Cleveland Cavaliers and the NBA Lockout

(I might as well join in with Sam)
The 2010-11 Cleveland Cavaliers are proof that Lebron James should have been the season's MVP. With him they were one of the best teams in the league (maybe the best - they might have had the most regular season wins, I don't remember and don't feel like looking it up). After losing him and little else, they instantly became the worst team of all time. That might sound like an exaggeration, but as far as I'm concerned, setting the all-time record for the longest losing streak (something like 30, maybe the highest in all professional sports) makes you the worst team ever.

The Cleveland Cavaliers are much like the Chevrolet Cavalier I drive: they're both poorly put together. Anytime a team completely disintegrates after losing one player - no matter how good that player is - it's safe to say the organization was flawed. Kyrie Irving and Tristan Thompson aren't going to turn things around any better than Cam's penis would. I was about to say they're on the right with those draft picks, but I'm not so sure. I still don't understand why Irving was the consensus number one pick after having only played half a season of college ball. I won't say he'll be a huge bust, but I think he'll struggle. I don't know much about Tristan Thompson other than that his first name is my middle name and he's Canadian, so I think he'll be just fine.

But a prediction: the Cavs will be the worst team in the league next season, and it will be a while before things start looking up for them. Some NBA experts will pick them to be a surprise, but they won't be.

Another team that won't be a surprise: Minnesota. They'll be in the running for the worst in the league. Another prediction: many NBA experts actually will pick them to be a surprise. Another team that won't be a surprise: the Toronto Raptors, as much as I hate to say it, and as much as I'm really trying not to say it.

I was going to go on for a while and try to say something interesting and creative, but with the Cleveland Cavaliers as a subject, that is difficult to do. I was also going to post this a long time ago, because it has been finished for a long time, but I couldn't force myself to do it. I can't get excited about the NBA because I hate the NBA. Considering the NBA is actually my favorite thing on earth, that last statement isn't a true one, but yet it somehow is. As this lockout continues and millionaires continue to squabble about money, my anger grows. And I'm not mad about not watching basketball. I don't think anyone is. We're mad that this thing is happening at all. It's so disgusting that I've even had the thought that I don't want to watch it whenever it comes back. Now, I know that I won't be able to do that, but the fact that I've thought about it says a lot.
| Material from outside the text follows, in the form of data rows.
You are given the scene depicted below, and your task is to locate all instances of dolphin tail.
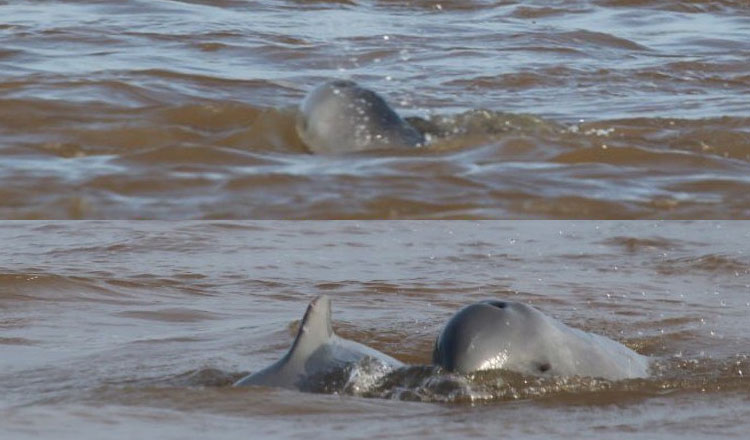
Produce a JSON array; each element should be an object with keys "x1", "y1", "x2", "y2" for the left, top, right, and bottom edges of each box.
[
  {"x1": 288, "y1": 295, "x2": 335, "y2": 360},
  {"x1": 235, "y1": 295, "x2": 335, "y2": 388}
]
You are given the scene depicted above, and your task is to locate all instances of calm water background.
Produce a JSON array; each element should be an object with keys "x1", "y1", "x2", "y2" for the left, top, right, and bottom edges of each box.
[
  {"x1": 0, "y1": 221, "x2": 750, "y2": 439},
  {"x1": 0, "y1": 0, "x2": 750, "y2": 219}
]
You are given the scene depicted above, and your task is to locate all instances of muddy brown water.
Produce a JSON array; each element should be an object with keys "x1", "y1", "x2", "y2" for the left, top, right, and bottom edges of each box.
[
  {"x1": 0, "y1": 221, "x2": 750, "y2": 439},
  {"x1": 0, "y1": 0, "x2": 750, "y2": 219}
]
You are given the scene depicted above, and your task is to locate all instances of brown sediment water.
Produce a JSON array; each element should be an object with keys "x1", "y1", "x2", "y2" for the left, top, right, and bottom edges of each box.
[
  {"x1": 0, "y1": 221, "x2": 750, "y2": 439},
  {"x1": 0, "y1": 0, "x2": 750, "y2": 219}
]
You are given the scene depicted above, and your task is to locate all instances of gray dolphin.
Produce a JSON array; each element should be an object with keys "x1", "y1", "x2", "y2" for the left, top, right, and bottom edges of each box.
[
  {"x1": 297, "y1": 80, "x2": 425, "y2": 153},
  {"x1": 234, "y1": 295, "x2": 403, "y2": 391},
  {"x1": 432, "y1": 301, "x2": 649, "y2": 380}
]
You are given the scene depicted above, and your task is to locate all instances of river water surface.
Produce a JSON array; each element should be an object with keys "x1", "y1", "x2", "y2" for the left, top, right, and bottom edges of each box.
[
  {"x1": 0, "y1": 0, "x2": 750, "y2": 219},
  {"x1": 0, "y1": 221, "x2": 750, "y2": 439}
]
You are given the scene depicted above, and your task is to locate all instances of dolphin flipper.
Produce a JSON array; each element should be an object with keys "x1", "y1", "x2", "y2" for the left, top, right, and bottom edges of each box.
[{"x1": 235, "y1": 295, "x2": 403, "y2": 390}]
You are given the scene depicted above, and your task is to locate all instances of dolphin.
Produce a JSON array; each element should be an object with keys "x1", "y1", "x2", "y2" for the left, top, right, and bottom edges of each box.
[
  {"x1": 296, "y1": 80, "x2": 425, "y2": 153},
  {"x1": 432, "y1": 300, "x2": 649, "y2": 380},
  {"x1": 234, "y1": 295, "x2": 403, "y2": 391}
]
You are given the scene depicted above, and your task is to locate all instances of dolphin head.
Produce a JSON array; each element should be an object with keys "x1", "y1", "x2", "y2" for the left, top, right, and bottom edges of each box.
[
  {"x1": 296, "y1": 80, "x2": 424, "y2": 153},
  {"x1": 432, "y1": 300, "x2": 558, "y2": 375}
]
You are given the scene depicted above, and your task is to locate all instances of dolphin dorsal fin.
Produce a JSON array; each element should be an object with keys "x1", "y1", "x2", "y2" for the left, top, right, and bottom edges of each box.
[{"x1": 289, "y1": 295, "x2": 334, "y2": 358}]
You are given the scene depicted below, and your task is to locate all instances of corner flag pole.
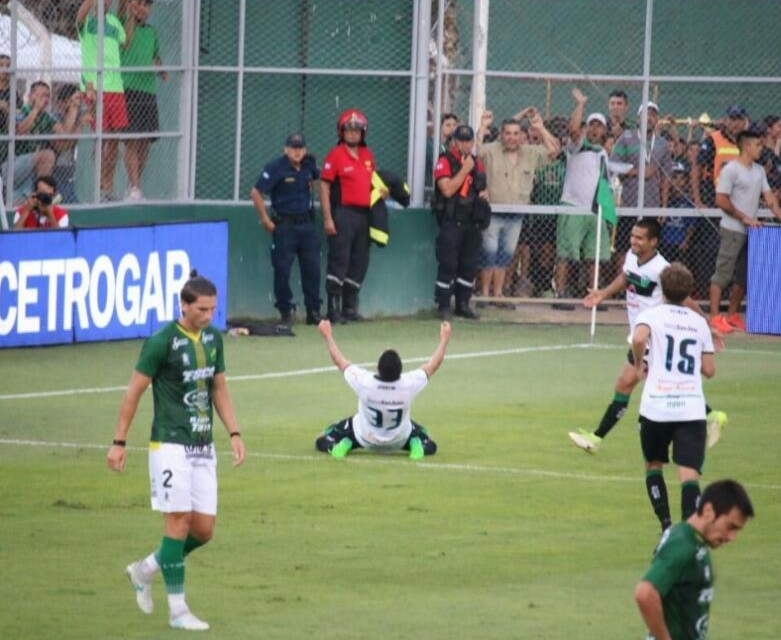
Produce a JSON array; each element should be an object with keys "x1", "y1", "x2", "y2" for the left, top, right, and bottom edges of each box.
[{"x1": 589, "y1": 204, "x2": 602, "y2": 344}]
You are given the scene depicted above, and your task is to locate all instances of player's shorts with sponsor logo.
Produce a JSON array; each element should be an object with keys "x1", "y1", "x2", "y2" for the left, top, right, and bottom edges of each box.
[{"x1": 149, "y1": 442, "x2": 217, "y2": 516}]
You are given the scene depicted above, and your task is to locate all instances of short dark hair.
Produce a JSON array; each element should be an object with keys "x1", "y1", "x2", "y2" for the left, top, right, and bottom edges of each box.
[
  {"x1": 659, "y1": 262, "x2": 694, "y2": 304},
  {"x1": 33, "y1": 176, "x2": 57, "y2": 192},
  {"x1": 439, "y1": 112, "x2": 458, "y2": 125},
  {"x1": 608, "y1": 89, "x2": 629, "y2": 104},
  {"x1": 377, "y1": 349, "x2": 401, "y2": 382},
  {"x1": 179, "y1": 269, "x2": 217, "y2": 304},
  {"x1": 632, "y1": 218, "x2": 662, "y2": 240},
  {"x1": 697, "y1": 480, "x2": 754, "y2": 518},
  {"x1": 737, "y1": 131, "x2": 760, "y2": 150}
]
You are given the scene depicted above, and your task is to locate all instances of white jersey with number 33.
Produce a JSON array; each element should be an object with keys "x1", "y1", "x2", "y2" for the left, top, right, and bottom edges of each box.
[
  {"x1": 344, "y1": 364, "x2": 428, "y2": 449},
  {"x1": 635, "y1": 304, "x2": 713, "y2": 422}
]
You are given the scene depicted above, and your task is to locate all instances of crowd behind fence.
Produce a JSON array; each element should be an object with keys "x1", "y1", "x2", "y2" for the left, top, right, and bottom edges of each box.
[{"x1": 0, "y1": 0, "x2": 781, "y2": 308}]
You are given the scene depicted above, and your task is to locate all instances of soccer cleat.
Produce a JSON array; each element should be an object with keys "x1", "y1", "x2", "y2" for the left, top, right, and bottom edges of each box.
[
  {"x1": 710, "y1": 314, "x2": 735, "y2": 335},
  {"x1": 331, "y1": 438, "x2": 353, "y2": 458},
  {"x1": 727, "y1": 313, "x2": 746, "y2": 331},
  {"x1": 409, "y1": 437, "x2": 426, "y2": 460},
  {"x1": 168, "y1": 611, "x2": 209, "y2": 631},
  {"x1": 705, "y1": 411, "x2": 727, "y2": 449},
  {"x1": 125, "y1": 562, "x2": 155, "y2": 615},
  {"x1": 569, "y1": 429, "x2": 602, "y2": 453}
]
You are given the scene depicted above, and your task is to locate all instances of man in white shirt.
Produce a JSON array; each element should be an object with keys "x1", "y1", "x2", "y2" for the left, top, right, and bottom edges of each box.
[
  {"x1": 315, "y1": 320, "x2": 452, "y2": 460},
  {"x1": 710, "y1": 131, "x2": 781, "y2": 333},
  {"x1": 632, "y1": 262, "x2": 716, "y2": 531}
]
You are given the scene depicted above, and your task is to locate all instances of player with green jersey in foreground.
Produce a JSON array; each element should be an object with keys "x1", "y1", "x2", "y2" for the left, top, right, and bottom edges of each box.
[
  {"x1": 107, "y1": 271, "x2": 245, "y2": 630},
  {"x1": 635, "y1": 480, "x2": 754, "y2": 640}
]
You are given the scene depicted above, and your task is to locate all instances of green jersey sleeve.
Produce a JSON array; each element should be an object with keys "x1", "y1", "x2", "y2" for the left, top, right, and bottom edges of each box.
[
  {"x1": 643, "y1": 544, "x2": 691, "y2": 598},
  {"x1": 136, "y1": 332, "x2": 168, "y2": 378}
]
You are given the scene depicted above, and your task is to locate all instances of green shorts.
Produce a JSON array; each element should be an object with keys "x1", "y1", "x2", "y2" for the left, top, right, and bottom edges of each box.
[{"x1": 556, "y1": 214, "x2": 610, "y2": 262}]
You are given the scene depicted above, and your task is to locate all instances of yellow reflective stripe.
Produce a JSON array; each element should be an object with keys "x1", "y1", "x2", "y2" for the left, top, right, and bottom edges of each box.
[{"x1": 369, "y1": 227, "x2": 389, "y2": 244}]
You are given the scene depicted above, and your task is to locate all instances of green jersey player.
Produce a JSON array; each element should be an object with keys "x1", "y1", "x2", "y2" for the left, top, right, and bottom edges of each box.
[
  {"x1": 107, "y1": 271, "x2": 245, "y2": 630},
  {"x1": 635, "y1": 480, "x2": 754, "y2": 640}
]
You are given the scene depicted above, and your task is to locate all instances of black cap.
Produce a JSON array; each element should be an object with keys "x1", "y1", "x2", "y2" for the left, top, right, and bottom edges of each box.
[
  {"x1": 285, "y1": 133, "x2": 306, "y2": 149},
  {"x1": 453, "y1": 124, "x2": 475, "y2": 140},
  {"x1": 727, "y1": 104, "x2": 748, "y2": 118}
]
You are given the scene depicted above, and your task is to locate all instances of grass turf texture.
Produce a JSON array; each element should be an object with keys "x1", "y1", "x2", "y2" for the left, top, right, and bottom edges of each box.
[{"x1": 0, "y1": 320, "x2": 781, "y2": 640}]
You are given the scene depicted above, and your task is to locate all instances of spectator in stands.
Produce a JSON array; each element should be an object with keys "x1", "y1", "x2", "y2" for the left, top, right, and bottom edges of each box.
[
  {"x1": 477, "y1": 107, "x2": 561, "y2": 297},
  {"x1": 3, "y1": 80, "x2": 55, "y2": 201},
  {"x1": 76, "y1": 0, "x2": 128, "y2": 202},
  {"x1": 554, "y1": 88, "x2": 610, "y2": 310},
  {"x1": 759, "y1": 116, "x2": 781, "y2": 192},
  {"x1": 691, "y1": 105, "x2": 748, "y2": 209},
  {"x1": 610, "y1": 102, "x2": 672, "y2": 276},
  {"x1": 119, "y1": 0, "x2": 168, "y2": 202},
  {"x1": 0, "y1": 53, "x2": 22, "y2": 180},
  {"x1": 14, "y1": 176, "x2": 68, "y2": 231},
  {"x1": 52, "y1": 84, "x2": 88, "y2": 204},
  {"x1": 710, "y1": 131, "x2": 781, "y2": 333},
  {"x1": 607, "y1": 89, "x2": 631, "y2": 140},
  {"x1": 659, "y1": 162, "x2": 697, "y2": 264}
]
Why should I associate myself with this abstract giant that is so greedy, selfish, manipulative, and uncaring towards me and all the other people who support it - the people who, were we to stop supporting it, could bring about its demise?
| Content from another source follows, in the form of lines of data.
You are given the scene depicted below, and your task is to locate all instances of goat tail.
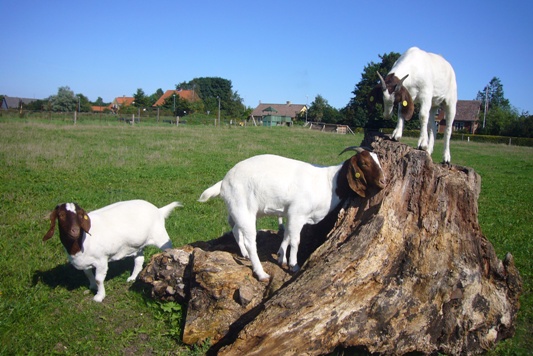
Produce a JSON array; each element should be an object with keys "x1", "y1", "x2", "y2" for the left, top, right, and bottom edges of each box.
[
  {"x1": 159, "y1": 201, "x2": 183, "y2": 219},
  {"x1": 198, "y1": 181, "x2": 222, "y2": 203}
]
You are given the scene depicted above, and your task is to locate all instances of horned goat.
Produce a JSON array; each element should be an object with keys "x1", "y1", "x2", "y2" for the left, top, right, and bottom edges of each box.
[
  {"x1": 43, "y1": 200, "x2": 181, "y2": 302},
  {"x1": 369, "y1": 47, "x2": 457, "y2": 163},
  {"x1": 198, "y1": 147, "x2": 386, "y2": 281}
]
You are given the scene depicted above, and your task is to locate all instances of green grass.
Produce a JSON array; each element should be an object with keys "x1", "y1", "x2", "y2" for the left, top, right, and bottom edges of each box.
[{"x1": 0, "y1": 118, "x2": 533, "y2": 354}]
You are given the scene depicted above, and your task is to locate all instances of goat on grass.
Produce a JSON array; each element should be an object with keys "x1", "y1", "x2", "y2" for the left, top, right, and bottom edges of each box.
[{"x1": 43, "y1": 200, "x2": 181, "y2": 302}]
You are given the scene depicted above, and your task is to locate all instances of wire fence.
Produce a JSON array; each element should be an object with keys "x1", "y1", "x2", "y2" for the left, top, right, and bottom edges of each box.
[{"x1": 0, "y1": 109, "x2": 227, "y2": 125}]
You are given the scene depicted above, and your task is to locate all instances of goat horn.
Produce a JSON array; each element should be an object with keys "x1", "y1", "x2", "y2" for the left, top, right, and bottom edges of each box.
[
  {"x1": 339, "y1": 146, "x2": 365, "y2": 156},
  {"x1": 376, "y1": 72, "x2": 387, "y2": 91},
  {"x1": 394, "y1": 74, "x2": 409, "y2": 93}
]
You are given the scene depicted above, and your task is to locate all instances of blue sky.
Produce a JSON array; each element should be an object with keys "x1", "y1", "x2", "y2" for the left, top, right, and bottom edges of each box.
[{"x1": 0, "y1": 0, "x2": 533, "y2": 113}]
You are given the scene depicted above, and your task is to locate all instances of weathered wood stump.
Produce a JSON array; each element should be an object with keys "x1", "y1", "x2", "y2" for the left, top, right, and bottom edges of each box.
[{"x1": 137, "y1": 135, "x2": 522, "y2": 355}]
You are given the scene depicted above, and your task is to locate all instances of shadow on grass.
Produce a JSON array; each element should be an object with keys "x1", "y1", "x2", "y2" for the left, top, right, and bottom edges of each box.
[{"x1": 32, "y1": 257, "x2": 134, "y2": 291}]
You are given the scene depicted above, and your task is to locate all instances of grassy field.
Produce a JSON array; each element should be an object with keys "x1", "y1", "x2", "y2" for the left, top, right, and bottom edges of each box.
[{"x1": 0, "y1": 118, "x2": 533, "y2": 355}]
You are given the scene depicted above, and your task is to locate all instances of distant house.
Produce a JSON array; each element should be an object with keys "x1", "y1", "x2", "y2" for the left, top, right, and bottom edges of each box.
[
  {"x1": 110, "y1": 96, "x2": 135, "y2": 112},
  {"x1": 2, "y1": 95, "x2": 37, "y2": 110},
  {"x1": 436, "y1": 100, "x2": 481, "y2": 134},
  {"x1": 91, "y1": 105, "x2": 111, "y2": 112},
  {"x1": 251, "y1": 101, "x2": 307, "y2": 126},
  {"x1": 153, "y1": 89, "x2": 200, "y2": 107}
]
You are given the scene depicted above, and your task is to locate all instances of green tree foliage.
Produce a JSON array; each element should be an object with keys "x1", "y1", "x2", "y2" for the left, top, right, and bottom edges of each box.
[
  {"x1": 307, "y1": 94, "x2": 342, "y2": 123},
  {"x1": 76, "y1": 94, "x2": 91, "y2": 112},
  {"x1": 341, "y1": 52, "x2": 408, "y2": 127},
  {"x1": 147, "y1": 88, "x2": 165, "y2": 106},
  {"x1": 176, "y1": 77, "x2": 246, "y2": 118},
  {"x1": 133, "y1": 88, "x2": 150, "y2": 107},
  {"x1": 476, "y1": 77, "x2": 533, "y2": 137},
  {"x1": 48, "y1": 86, "x2": 78, "y2": 112},
  {"x1": 93, "y1": 96, "x2": 109, "y2": 106},
  {"x1": 476, "y1": 77, "x2": 511, "y2": 110}
]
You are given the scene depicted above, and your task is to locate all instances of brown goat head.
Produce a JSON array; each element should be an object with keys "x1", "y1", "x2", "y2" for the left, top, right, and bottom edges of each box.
[
  {"x1": 367, "y1": 72, "x2": 415, "y2": 121},
  {"x1": 339, "y1": 146, "x2": 386, "y2": 198},
  {"x1": 43, "y1": 203, "x2": 91, "y2": 255}
]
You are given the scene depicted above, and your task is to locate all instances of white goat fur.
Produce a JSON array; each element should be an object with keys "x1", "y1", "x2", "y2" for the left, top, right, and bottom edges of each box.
[
  {"x1": 45, "y1": 200, "x2": 182, "y2": 302},
  {"x1": 383, "y1": 47, "x2": 457, "y2": 162},
  {"x1": 199, "y1": 153, "x2": 382, "y2": 280}
]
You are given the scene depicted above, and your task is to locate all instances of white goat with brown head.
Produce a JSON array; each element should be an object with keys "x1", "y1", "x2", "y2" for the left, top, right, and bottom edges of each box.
[
  {"x1": 369, "y1": 47, "x2": 457, "y2": 163},
  {"x1": 198, "y1": 147, "x2": 386, "y2": 280},
  {"x1": 43, "y1": 200, "x2": 181, "y2": 302}
]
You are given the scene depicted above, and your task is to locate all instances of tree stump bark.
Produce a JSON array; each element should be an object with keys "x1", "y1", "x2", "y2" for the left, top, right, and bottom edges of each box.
[{"x1": 139, "y1": 134, "x2": 522, "y2": 355}]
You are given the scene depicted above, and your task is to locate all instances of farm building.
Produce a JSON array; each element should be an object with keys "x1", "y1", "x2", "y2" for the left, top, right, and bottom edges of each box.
[
  {"x1": 2, "y1": 95, "x2": 37, "y2": 110},
  {"x1": 251, "y1": 101, "x2": 307, "y2": 126},
  {"x1": 436, "y1": 100, "x2": 481, "y2": 134},
  {"x1": 110, "y1": 96, "x2": 135, "y2": 112}
]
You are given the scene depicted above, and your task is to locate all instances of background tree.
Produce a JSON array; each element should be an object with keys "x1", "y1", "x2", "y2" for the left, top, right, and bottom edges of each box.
[
  {"x1": 476, "y1": 77, "x2": 511, "y2": 110},
  {"x1": 341, "y1": 52, "x2": 418, "y2": 128},
  {"x1": 93, "y1": 96, "x2": 109, "y2": 106},
  {"x1": 76, "y1": 93, "x2": 91, "y2": 112},
  {"x1": 147, "y1": 88, "x2": 164, "y2": 106},
  {"x1": 48, "y1": 86, "x2": 78, "y2": 112},
  {"x1": 176, "y1": 77, "x2": 246, "y2": 118},
  {"x1": 307, "y1": 94, "x2": 342, "y2": 123},
  {"x1": 133, "y1": 88, "x2": 149, "y2": 107},
  {"x1": 476, "y1": 77, "x2": 519, "y2": 136}
]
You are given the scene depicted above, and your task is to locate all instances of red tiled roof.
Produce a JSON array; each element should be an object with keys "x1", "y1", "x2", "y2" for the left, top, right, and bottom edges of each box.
[
  {"x1": 252, "y1": 101, "x2": 305, "y2": 119},
  {"x1": 115, "y1": 96, "x2": 135, "y2": 106},
  {"x1": 91, "y1": 105, "x2": 109, "y2": 112},
  {"x1": 153, "y1": 90, "x2": 200, "y2": 106}
]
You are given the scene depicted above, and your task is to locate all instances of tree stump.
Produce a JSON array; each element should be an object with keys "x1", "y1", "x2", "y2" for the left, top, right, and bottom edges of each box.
[{"x1": 139, "y1": 134, "x2": 522, "y2": 355}]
But I love basketball. I love watching it played at the highest level. And there's nothing I can do. That might sound pathetic - that I actually cannot separate myself from it - and it might not be completely true, but I feel it. Following the NBA has become part of my identity. The NBA means nothing, it's pointless, and it's even stupid - we spend hours watching, dissecting, and arguing about grown men throwing a ball through a hoop - but it's part of my life. Some of my best memories involve the NBA. But the memories aren't about the NBA itself. They're about the people who experience the NBA with me: my friends and family. They're the people I get excited with, argue with, text to, scream to.
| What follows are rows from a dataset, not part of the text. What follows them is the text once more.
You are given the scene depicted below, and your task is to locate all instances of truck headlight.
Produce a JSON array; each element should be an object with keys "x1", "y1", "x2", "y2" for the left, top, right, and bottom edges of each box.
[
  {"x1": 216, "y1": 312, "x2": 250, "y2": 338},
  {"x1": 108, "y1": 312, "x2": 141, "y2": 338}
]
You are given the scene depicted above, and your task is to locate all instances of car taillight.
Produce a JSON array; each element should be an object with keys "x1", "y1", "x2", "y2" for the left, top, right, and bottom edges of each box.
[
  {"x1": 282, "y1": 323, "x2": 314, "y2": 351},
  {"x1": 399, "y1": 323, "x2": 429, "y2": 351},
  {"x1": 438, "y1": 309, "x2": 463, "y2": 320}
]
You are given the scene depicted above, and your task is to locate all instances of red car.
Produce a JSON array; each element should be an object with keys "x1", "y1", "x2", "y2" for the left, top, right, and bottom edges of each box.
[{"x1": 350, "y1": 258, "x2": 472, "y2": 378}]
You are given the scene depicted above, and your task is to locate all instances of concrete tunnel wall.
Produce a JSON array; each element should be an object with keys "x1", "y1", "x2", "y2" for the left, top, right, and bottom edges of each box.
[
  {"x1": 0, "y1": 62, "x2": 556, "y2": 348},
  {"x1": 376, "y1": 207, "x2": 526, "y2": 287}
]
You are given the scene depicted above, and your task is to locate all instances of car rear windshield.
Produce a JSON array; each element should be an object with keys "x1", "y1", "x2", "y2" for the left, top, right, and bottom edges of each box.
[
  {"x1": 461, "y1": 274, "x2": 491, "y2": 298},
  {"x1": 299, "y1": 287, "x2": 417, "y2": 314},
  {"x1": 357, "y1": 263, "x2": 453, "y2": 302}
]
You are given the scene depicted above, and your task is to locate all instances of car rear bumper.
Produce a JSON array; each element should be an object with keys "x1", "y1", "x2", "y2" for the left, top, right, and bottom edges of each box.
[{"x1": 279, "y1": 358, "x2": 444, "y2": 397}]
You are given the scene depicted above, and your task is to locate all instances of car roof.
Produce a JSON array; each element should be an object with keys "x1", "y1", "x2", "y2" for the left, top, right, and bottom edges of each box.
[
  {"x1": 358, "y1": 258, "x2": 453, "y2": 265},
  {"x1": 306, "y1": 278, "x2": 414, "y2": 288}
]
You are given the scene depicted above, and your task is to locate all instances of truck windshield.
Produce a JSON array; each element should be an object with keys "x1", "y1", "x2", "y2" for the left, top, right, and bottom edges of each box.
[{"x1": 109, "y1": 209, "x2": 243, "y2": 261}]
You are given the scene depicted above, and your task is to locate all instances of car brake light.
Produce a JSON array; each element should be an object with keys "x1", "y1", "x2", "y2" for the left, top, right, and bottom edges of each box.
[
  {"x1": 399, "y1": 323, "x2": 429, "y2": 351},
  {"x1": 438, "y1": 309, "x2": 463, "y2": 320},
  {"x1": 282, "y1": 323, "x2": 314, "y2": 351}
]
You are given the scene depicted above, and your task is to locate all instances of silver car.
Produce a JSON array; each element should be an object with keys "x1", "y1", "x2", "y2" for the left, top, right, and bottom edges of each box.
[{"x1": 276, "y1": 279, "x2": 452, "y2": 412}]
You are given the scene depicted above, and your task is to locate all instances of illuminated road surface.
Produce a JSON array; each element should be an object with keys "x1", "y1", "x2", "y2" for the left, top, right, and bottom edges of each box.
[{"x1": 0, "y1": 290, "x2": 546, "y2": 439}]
I had actually thought I could leave the NBA behind, until our old friend Bill Simmons pulled me back. Item 55 in his recent "Proactively Mourning the NBA" column says, "Those random nights when three straight awesome crunch-times happen within a frantic span of 45 minutes, with my buddy Hirschy's inevitable 'Are you watching?' text happening somewhere along the lines." That's what it's all about. Those texts, and those phone calls before texts existed, and those next day conversations before we thought to use the phone, and those re-enactments on NBA Live when the actual games weren't happening, and the constant discussions we have anytime we meet up, and this blog.

That's why I care about the NBA. But the NBA doesn't care about me.